These are the key concepts you need to understand to accurately answer the question.

Correlation Coefficient
The correlation coefficient, often denoted as r, is a statistical measure that calculates the strength and direction of a linear relationship between two variables. It is a crucial tool in the analysis of data, allowing researchers to quantify how closely two variables are related. The value of r ranges between -1 and 1, where:

  • A value of 1 indicates a perfect positive linear relationship.
  • A value of 0 signifies no linear correlation.
  • A value of -1 implies a perfect negative linear relationship.

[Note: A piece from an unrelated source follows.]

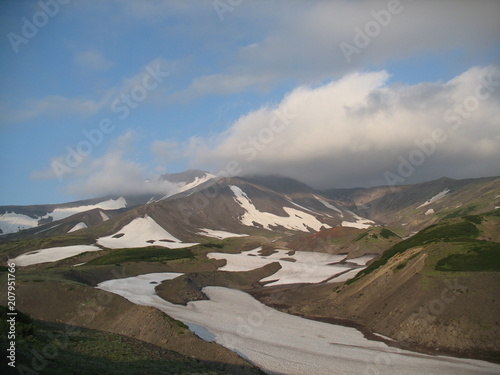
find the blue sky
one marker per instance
(223, 71)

For example, in environmental studies, calculating the correlation coefficient between variables like carbon pollution levels and sea ice quantities helps us understand if increases or decreases in one variable might be associated with changes in the other. This statistical tool is foundational for making informed decisions about environmental interventions and policies.
Environmental Statistics
Environmental statistics involve the application of statistical methods to environmental science. It plays a pivotal role in assessing and managing the health of ecosystems and the impacts of human activities. Through the collection and analysis of data on various environmental factors, such as air and water quality, biodiversity, and pollution levels, statisticians can help identify trends, test hypotheses, and model potential outcomes.

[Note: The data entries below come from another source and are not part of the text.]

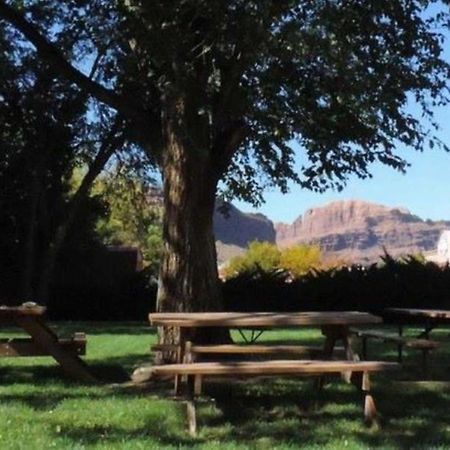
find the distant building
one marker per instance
(442, 254)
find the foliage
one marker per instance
(336, 76)
(300, 259)
(262, 256)
(133, 215)
(218, 92)
(406, 282)
(266, 257)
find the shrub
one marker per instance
(300, 259)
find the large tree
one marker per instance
(216, 92)
(45, 131)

These statistical analyses are particularly important when dealing with complex systems and large datasets. Environmental policies and regulations often rely on the rigorous interpretation of such data to ensure they are based on scientific evidence. The report on the relationship between carbon pollution and the reduction of sea ice is just one illustration of how environmental statistics contribute to our understanding of global changes and their anthropogenic drivers.
Carbon Pollution and Sea Ice Relationship
Understanding the relationship between carbon pollution and sea ice involves studying the patterns of how one might influence the other. Carbon pollution, mainly from burning fossil fuels, releases greenhouse gases into the atmosphere, leading to global warming. The heightened temperatures can result in the melting of polar sea ice, potentially causing a ripple effect on climate patterns, sea levels, and ecosystems.

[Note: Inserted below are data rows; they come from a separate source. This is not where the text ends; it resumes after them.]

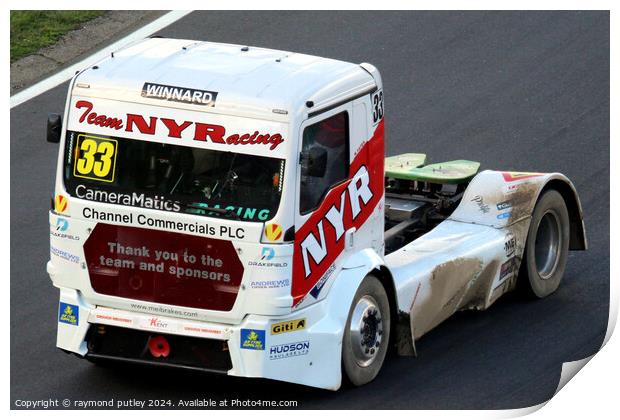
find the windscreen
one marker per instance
(172, 178)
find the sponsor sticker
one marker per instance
(288, 326)
(62, 224)
(507, 268)
(269, 284)
(282, 351)
(316, 290)
(252, 339)
(482, 206)
(510, 244)
(267, 253)
(516, 176)
(65, 255)
(68, 314)
(60, 203)
(179, 94)
(59, 231)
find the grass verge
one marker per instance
(32, 30)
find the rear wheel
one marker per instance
(546, 249)
(367, 332)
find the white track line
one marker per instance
(66, 74)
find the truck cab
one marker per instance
(205, 190)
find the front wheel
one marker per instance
(367, 332)
(546, 249)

Researchers use statistical tools to examine the extent of this relationship. By calculating the correlation coefficient between historical data on carbon pollution and the measurements of sea ice extent, scientists can provide valuable insights into how human activities are affecting polar regions. A strong negative correlation would suggest that as carbon pollution increases, the extent of sea ice diminishes. These studies are essential for crafting effective climate change mitigation strategies and for the public to understand the real-world impacts of carbon emissions on our planet.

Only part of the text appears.